Après avoir détesté Gillian durant les saisons 2 et 3, je dois dire qu'elle a fini par m'inspirer surtout de la pitié et sa destinée est particulièrement sombre (d'autant que le Dr. Cotton n'est pas une invention d'un scénariste sadique). Je n'ai je crois jamais parlé de Mickey Doyle (Paul Sparks), pourtant présent depuis le début, une longévité incroyable compte-tenu de l'incompétence du personnage, de ses choix successifs d'allégeance et de l'estime que les autres lui portent, et il a droit à une fin appropriée. Tout comme Margaret, à sa manière, moins présente depuis deux saisons mais qui assume enfin d'être l'épouse d'un gangster et les avantages qu'elle et ses enfants peuvent en tirer après avoir navigué entre pragmatisme et états d'âmes. Finalement, seul le personnage de Willie Thompson a continué à me pomper un peu, servant encore une fois de moyen de pression sur sa famille. Ce n'est d'ailleurs pas contre l'acteur qui n'est pas plus mauvais qu'un autre mais j'ai un peu en travers de le voir crédité au générique d'ouverture alors que Yusef ou Greg Antonacci (Johnny Torrio) ont toujours un statut d'invités alors qu'ils sont présents et bien présents depuis la première saison. Le charme aura en tout cas fonctionné jusqu'au bout, que ce soit dans les scènes de tension entre gangsters ou face aux représentants de l'ordre ou dans des passages plus à part, telle, dans le dernier épisode, cette scène où Nucky, errant sur la Promenade, se voit offrir "une vision du futur".

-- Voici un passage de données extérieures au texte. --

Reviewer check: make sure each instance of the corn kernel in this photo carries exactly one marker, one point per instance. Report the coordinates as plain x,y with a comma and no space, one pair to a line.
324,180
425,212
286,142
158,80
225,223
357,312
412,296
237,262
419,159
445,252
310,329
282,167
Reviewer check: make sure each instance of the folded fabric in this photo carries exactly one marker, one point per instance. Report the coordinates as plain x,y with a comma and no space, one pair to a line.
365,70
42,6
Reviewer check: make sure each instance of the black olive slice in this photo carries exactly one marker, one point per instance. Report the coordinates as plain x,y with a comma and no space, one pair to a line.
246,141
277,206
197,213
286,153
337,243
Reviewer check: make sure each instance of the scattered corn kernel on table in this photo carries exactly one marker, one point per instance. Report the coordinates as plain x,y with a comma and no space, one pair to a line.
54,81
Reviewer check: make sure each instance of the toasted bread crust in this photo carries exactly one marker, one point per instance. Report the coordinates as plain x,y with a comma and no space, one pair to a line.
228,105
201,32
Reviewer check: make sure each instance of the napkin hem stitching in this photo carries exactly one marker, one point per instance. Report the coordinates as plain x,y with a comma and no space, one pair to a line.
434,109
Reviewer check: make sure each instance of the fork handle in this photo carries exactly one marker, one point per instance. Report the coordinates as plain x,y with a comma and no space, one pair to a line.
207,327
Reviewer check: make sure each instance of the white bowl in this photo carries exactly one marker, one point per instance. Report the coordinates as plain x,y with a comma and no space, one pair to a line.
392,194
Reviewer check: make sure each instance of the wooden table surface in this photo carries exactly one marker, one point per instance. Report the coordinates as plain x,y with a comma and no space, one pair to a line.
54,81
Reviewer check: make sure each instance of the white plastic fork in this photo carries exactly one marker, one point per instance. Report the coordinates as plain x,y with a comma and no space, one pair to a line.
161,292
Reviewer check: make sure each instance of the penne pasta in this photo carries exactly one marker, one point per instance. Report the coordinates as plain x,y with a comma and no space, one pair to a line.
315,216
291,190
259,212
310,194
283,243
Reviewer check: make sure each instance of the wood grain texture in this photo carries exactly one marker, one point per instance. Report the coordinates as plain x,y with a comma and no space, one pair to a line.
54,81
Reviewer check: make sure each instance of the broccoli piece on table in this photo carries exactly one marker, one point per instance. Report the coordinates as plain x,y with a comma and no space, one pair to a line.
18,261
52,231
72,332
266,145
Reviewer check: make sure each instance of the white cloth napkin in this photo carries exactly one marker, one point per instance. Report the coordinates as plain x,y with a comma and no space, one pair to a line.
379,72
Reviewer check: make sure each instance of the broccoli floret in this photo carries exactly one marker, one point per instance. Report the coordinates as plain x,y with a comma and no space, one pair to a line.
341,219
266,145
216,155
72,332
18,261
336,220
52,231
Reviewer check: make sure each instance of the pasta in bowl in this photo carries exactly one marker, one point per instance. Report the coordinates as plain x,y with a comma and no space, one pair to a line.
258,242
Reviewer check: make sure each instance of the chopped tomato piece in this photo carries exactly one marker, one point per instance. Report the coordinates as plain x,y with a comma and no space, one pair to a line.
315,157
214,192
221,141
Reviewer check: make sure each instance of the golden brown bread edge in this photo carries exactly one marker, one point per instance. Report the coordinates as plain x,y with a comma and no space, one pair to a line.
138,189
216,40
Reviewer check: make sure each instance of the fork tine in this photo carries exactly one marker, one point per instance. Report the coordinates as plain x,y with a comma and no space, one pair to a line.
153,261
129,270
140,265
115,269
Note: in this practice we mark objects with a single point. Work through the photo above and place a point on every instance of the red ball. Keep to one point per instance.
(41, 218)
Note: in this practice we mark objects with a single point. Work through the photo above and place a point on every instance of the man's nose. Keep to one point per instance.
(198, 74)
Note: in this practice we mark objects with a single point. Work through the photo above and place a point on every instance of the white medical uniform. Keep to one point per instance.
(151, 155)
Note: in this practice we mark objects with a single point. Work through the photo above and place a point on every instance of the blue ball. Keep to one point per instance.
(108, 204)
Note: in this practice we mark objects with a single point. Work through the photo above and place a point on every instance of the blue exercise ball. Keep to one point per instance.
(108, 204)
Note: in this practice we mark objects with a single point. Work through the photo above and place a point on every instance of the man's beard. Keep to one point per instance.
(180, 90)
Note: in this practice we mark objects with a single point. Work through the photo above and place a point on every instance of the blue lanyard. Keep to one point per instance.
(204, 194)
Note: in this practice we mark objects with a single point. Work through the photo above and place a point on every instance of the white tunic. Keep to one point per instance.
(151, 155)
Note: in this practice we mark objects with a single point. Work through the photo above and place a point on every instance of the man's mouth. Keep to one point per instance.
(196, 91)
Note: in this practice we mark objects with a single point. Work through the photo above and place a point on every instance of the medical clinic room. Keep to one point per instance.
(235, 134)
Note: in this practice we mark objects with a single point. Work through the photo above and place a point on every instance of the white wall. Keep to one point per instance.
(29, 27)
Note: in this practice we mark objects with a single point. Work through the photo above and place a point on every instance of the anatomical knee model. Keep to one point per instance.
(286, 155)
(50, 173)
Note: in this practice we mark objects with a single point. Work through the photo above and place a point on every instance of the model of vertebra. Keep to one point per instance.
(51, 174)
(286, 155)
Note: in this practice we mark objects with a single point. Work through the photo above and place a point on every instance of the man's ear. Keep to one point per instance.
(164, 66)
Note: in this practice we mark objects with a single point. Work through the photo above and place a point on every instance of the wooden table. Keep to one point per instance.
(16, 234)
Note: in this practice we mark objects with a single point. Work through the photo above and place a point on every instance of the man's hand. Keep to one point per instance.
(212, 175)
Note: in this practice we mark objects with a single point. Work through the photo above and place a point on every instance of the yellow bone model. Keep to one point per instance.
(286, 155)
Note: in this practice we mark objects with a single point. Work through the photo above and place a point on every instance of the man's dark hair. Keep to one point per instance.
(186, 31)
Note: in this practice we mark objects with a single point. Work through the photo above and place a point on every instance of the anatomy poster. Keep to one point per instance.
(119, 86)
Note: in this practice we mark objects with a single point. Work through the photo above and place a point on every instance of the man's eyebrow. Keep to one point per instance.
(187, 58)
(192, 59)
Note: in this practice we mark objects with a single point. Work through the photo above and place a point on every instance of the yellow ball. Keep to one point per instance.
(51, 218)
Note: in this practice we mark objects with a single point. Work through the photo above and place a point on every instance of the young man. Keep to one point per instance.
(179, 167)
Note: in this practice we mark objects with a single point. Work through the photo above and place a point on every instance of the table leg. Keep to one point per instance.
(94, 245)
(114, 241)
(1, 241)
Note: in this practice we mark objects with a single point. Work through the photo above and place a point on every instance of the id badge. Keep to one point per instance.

Il y a quelques années, j'étais passée à côté de la diffusion, peu motivée par une histoire de mafieux et par quelques premiers échos qui évoquaient une série luxueuse mais ennuyeuse et glacée. J'ignore si je l'aurais apprécié à sa juste valeur alors ou s'il a été bénéfique d'attendre d'être dans le bon état d'esprit mais
Boardwalk Empire se place d'emblée dans mes séries préférées. Certes lente à se mettre en place, souffrant d'un trop-plein de personnages et de choix radicaux quand il s'est avéré impossible de montrer tout ce qui aurait mérité de l'être mais peuplée de personnages passionnants et magistralement incarnés par des acteurs servant des dialogues aux petits oignons, avec un soucis dans la reconstitution d'une époque qui ne tombe pas dans la carte postale figée.